Baskar Jayakumar
Baskar Jayakumar

Reputation: 11

grep multiple pattern from single file and store output on separate files for each pattern

I have a script to pull metrics of various params from jmx.out file. Is there a way to implement the logic in single command to avoid reading jmx.out file everytime?

curl -s "server.hostname.com:12345/jmx"          > jmx.out
cat jmx.out | grep -E "CallQueueLength"          >> call_queue_length.out
cat jmx.out | grep -E "RpcProcessingTimeAvgTime" >> rpc_avg_time.out
cat jmx.out | grep -E "DeleteNumOps"             >> DeleteNumOps.out
cat jmx.out | grep -E "CreateFileOps"            >> CreateFileOps.out
cat jmx.out | grep -E "GetFileInfoNumOps"        >> GetFileInfoNumOps.out

Upvotes: 0

Views: 950

Answers (2)

mr.tee
mr.tee

Reputation: 35

you can do

sed -n -e "/CallQueueLength/w call_queue_length.out" -e "/RpcProcessingTimeAvgTime/w rpc_avg_time.out" ...

you welcome

Upvotes: 1

blackSmith
blackSmith

Reputation: 3154

I'm not able to give a solution with a single command, but following may be helpful :

At first combine all the required pattern assign it to a single variable (it's just for readability) :

pattern="RpcProcessingTimeAvgTime|DeleteNumOps|CreateFileOps|GetFileInfoNumOps"

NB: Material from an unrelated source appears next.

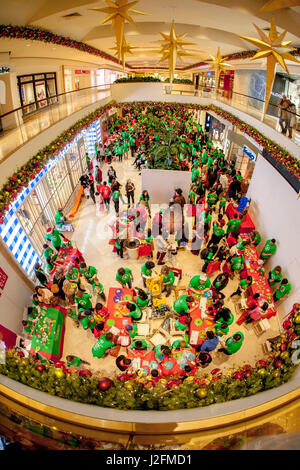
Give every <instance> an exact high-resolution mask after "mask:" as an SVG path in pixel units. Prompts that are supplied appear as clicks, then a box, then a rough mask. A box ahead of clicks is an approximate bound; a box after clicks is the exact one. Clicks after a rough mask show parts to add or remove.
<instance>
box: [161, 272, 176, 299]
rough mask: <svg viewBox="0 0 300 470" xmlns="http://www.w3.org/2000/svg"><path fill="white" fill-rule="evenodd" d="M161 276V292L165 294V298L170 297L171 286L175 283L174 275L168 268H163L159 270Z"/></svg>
mask: <svg viewBox="0 0 300 470" xmlns="http://www.w3.org/2000/svg"><path fill="white" fill-rule="evenodd" d="M161 274H162V275H163V288H162V292H165V291H166V292H167V295H166V297H169V296H170V295H171V290H172V286H173V285H174V282H175V274H174V271H172V269H170V268H169V266H163V267H162V268H161Z"/></svg>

Now loop through the grep output and redirect the matched line to a file which name will be the current match omitting other characters :

grep -E $pattern jmx.out | while read line 
                            do fileName=`echo $line | grep -oE $pattern | head -1`
                            echo $line >> $fileName
                           done 

However there is limitation of it. When a line contains multiple matches, it will go to the file named by the pattern which is encountered first. Removing the head -1 part solves this problem, but the filename won't be appropriate then if a single line contains same pattern multiple times.